Asteroiden sind offenbar deutlich "aktiver" als bisher gedacht - und könnten damit auch gefährlicher für die Erde werden. Forscher entdeckten jetzt, dass sich sogenannte Doppel-Asteroiden (Asteroid + Mond, Anm.) gegenseitig Gestein, Geröll und Staub zuwerfen, wie eine neue Studie der US-Universität Maryland darlegt.
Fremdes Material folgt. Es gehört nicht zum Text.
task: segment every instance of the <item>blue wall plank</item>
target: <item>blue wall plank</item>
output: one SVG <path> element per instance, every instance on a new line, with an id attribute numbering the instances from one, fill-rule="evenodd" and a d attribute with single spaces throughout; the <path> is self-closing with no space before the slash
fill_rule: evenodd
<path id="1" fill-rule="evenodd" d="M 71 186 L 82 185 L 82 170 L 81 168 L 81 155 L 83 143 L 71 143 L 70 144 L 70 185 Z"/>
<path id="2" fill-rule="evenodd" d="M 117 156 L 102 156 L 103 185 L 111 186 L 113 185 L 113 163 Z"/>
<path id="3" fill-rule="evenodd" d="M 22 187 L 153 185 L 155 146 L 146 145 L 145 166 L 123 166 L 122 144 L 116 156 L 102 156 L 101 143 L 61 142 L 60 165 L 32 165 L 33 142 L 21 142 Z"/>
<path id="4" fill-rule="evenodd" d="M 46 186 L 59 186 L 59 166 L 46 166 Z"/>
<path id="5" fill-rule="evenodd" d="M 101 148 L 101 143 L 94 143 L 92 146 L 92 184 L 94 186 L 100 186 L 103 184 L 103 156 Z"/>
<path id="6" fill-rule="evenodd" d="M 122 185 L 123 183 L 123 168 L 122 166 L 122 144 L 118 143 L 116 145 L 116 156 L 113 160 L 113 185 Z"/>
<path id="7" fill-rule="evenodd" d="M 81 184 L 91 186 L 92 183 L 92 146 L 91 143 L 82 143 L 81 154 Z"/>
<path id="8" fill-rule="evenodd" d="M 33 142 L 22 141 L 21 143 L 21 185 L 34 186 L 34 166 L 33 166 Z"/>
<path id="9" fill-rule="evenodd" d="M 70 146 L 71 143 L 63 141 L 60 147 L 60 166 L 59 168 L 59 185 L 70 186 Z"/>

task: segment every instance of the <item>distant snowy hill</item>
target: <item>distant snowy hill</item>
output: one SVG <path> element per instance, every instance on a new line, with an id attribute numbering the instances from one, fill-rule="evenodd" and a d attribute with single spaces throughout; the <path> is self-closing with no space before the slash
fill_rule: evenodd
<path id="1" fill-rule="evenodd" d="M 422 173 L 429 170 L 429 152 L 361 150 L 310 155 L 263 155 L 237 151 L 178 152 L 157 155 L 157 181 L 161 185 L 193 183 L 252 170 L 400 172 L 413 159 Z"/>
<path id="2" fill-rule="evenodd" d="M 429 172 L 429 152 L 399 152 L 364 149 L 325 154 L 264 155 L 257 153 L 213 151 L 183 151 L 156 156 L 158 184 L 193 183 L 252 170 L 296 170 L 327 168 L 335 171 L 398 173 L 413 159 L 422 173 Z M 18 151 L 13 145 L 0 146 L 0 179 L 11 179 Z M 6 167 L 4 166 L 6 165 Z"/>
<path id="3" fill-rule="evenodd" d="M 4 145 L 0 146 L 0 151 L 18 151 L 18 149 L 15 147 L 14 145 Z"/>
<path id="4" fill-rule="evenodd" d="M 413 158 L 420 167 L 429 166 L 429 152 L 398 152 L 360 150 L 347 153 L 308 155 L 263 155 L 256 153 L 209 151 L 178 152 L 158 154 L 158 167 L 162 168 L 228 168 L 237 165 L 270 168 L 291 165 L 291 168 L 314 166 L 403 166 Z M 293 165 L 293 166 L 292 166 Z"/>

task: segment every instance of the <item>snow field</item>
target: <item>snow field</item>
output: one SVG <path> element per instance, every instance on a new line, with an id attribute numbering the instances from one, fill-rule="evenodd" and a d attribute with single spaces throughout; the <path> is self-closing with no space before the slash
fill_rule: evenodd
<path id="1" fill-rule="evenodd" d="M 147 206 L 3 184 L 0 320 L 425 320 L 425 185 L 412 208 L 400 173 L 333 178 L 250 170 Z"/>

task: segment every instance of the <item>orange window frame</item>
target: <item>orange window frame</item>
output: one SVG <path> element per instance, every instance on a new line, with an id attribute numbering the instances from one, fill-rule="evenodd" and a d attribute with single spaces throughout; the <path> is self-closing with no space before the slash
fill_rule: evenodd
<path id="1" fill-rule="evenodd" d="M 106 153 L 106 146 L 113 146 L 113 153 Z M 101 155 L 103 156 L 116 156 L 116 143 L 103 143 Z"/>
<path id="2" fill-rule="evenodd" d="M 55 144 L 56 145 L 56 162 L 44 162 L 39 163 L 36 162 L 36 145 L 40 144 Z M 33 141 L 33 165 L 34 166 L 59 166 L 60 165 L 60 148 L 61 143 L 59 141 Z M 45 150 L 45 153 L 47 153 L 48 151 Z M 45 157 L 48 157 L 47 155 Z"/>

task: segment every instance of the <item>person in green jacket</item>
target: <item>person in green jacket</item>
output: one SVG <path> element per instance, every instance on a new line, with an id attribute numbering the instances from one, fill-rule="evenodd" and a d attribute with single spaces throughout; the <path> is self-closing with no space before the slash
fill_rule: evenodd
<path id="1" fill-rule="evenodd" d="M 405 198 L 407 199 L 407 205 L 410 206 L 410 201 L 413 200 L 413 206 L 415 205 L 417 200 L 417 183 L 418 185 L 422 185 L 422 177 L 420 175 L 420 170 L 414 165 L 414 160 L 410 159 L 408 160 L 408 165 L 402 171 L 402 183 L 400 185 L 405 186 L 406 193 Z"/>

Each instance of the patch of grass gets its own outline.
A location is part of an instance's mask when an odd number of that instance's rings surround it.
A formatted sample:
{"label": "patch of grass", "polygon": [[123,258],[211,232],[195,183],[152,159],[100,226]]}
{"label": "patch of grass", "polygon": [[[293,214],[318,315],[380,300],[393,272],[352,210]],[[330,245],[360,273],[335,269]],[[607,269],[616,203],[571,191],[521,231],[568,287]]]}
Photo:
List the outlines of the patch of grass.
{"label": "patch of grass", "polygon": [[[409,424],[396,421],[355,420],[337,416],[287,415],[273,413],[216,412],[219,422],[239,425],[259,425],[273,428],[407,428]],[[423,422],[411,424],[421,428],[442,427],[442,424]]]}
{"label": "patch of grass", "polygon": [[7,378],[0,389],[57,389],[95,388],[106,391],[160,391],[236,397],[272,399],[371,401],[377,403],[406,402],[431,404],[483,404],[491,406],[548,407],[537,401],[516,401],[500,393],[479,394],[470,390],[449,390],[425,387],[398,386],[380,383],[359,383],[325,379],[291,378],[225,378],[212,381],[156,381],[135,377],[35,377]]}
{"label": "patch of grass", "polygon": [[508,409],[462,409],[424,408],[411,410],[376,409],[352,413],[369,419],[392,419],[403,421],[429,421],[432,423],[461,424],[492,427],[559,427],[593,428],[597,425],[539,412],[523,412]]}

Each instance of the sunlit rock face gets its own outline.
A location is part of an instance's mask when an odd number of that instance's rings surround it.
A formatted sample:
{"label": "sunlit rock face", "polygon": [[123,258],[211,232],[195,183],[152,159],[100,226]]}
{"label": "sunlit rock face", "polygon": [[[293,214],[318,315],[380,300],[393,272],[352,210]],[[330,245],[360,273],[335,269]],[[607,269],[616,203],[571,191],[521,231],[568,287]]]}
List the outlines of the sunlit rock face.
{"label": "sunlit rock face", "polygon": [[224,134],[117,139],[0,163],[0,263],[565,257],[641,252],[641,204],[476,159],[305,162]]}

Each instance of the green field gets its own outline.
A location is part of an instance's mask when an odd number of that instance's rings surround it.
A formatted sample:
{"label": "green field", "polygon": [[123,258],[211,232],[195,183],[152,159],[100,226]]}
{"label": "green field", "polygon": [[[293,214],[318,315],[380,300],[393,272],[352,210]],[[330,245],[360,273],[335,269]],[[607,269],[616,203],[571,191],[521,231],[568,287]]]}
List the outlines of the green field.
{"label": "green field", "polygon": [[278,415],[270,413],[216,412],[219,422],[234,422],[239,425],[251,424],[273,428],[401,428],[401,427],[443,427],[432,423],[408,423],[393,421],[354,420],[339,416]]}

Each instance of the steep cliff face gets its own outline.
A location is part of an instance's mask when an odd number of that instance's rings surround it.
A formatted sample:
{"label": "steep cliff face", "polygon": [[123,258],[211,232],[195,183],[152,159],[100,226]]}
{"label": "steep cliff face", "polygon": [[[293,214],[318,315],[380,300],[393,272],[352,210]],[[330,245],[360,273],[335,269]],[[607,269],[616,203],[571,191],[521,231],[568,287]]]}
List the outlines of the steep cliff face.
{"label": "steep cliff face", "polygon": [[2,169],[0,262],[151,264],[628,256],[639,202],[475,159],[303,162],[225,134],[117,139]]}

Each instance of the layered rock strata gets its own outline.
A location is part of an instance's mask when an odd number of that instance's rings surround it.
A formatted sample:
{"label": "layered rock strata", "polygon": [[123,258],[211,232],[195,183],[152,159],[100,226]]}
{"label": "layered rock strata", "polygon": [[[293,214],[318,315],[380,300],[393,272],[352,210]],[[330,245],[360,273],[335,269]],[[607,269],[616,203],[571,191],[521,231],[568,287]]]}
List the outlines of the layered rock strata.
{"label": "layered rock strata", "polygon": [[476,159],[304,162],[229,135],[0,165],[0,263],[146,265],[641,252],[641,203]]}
Der galaktische Effekt erinnere laut Studie an langsame "kosmische Schneebälle": Material wird von einem Asteroiden gelöst und trifft auf seinen Begleiter-Mond. Genau solche Spuren konnten nun erstmals direkt auf dem Asteroidenmond Dimorphos nachgewiesen werden, so die US-Astronomen.
Möglich wurde die spektakuläre Entdeckung durch alte Bilder der NASA-Sonde DART, die 2022 gezielt in den Mond Dimorphos einschlug. Erst durch eine aufwendige Neu-Auswertung wurden fächerförmige Muster (siehe Bild ganz oben) sichtbar - klare Hinweise auf Material, das zwischen den Himmelskörpern hin- und herwandert.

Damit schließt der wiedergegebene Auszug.